Il 2019 sono stati dodici mese contrassegnati dalla crescita (+56,93%) e anche l’inizio del 2020 si è dimostrato positivo con una salita del +20,82%. Il rialzo si è poi concluso con l’arrivo della pandemia da Covid19. In quella fase il titolo ha provato la sua resilienza grazie soprattutto al suo core business legato ad un settore in forte espansione anche durante la crisi.
Dall’11 febbraio al 23 marzo 2020 l’azione ha ceduto il 29,46%, perdendo gli stessi punti dell’indice di riferimento, ma attutendo maggiormente la discesa rispetto ad altri titoli del mercato. Il minimo di periodo è stato invece registrato il 23 marzo 2020, data di fine ritracciamento dovuto alla pandemia, quando Microsoft ha raggiunto i 132,15$.
Su tale base l’azione ha poi costruito le l’inversione che è durata fino al 2 settembre quando è stato segnato anche il nuovo massimo storico. Da quell’area di prezzo il titolo è poi rientrato all’interno della banda di oscillazione laterale che lo aveva ingabbiato tra l’inizio di luglio e la fine di agosto.
L’azione è rimasta nella fase di compressione fino alla violazione del 16 dicembre quando una barra di allungo ha rotto la parte alta della fase laterale. Il movimento che ne è derivato ha poi permesso a Microsoft di violare a rialzo anche quota 223$ e chiudere la giornata scorsa a 224,15$ con una performance negativa dello 0,36%.

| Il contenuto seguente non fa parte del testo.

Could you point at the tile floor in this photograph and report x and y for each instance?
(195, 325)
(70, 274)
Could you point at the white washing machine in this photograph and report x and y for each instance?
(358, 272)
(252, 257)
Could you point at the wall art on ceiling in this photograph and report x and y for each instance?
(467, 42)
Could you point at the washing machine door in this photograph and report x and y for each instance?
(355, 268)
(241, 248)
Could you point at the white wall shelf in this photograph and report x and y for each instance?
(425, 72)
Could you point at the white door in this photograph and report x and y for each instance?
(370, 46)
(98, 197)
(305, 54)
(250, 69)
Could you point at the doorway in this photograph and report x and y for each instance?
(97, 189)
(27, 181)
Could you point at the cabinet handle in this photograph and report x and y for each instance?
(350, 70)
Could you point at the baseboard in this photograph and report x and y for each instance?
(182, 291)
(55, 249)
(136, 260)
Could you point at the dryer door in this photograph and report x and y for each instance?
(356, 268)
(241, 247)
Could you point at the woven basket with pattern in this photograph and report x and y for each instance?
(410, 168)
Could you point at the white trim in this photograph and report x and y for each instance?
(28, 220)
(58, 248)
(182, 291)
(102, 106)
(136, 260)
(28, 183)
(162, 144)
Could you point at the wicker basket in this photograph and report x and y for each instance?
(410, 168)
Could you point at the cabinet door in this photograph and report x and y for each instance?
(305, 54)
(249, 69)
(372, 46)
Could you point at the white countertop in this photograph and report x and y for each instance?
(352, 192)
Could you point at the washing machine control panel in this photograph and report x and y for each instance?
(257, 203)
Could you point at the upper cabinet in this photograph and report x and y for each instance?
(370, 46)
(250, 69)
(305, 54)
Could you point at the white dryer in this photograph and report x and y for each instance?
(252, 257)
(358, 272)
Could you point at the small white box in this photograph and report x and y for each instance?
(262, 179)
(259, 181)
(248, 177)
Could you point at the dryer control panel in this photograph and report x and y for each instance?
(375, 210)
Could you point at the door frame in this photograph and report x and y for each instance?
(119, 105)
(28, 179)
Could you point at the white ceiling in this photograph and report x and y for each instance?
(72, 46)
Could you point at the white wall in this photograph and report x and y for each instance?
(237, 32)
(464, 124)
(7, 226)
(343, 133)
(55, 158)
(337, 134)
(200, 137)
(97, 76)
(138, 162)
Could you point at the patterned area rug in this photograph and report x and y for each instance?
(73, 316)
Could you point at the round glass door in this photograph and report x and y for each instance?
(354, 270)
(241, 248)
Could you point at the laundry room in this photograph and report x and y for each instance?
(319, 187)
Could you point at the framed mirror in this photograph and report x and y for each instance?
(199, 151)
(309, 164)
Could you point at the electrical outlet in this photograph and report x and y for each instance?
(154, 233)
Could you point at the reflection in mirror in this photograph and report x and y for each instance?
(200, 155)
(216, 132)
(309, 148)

Lo scenario operativo di breve periodo
Microsoft si trova in un quadro tecnico di breve periodo rialzista all’interno di un contesto laterale di medio termine e positivo di lungo. Il titolo ha appena varcato la soglia dei 223$ e potrebbe indirizzarsi, prima verso quota 231$ e poi verso obiettivi più ambiziosi in area 240$.
Un cambio di view in ottica short sarebbe possibile solo sotto il supporto statico in area 223$, che condurrebbe il prezzo nuovamente all’interno della fase laterale e al test di area 216$ e successivamente di quota 210$.
Attualmente il prezzo si trova sopra la EMA(21) e la SMA(200), media mobile semplice. L’indicatore Supertrend è positivo, mentre l’oscillatore L’RSI(14) è ancora in fase neutrale, ma si avvicina alla soglia di ipercomprato. La volatilità infine è in forte calo rispetto alla media calcolata dall’11 novembre 2020.
Un posizione a rialzo sarebbe plausibile solo sopra quota 233,4$, sopra il massimo della barra del 2 settembre 2020, con un entry in zona 234$. Uno Stop Loss si potrebbe posizionare in area 221$. Il Primo Target si potrebbe collocare a 245$ mentre il Secondo Target a quota 260$.
Una posizione short sarebbe plausibile alla violazione a ribasso del supporto in area 223$ con un entry a quota 222$. Uno Stop Loss si potrebbe collocare a 232$. Il Primo Target si potrebbe inserire a 216$ mentre il Secondo Target in area 210$.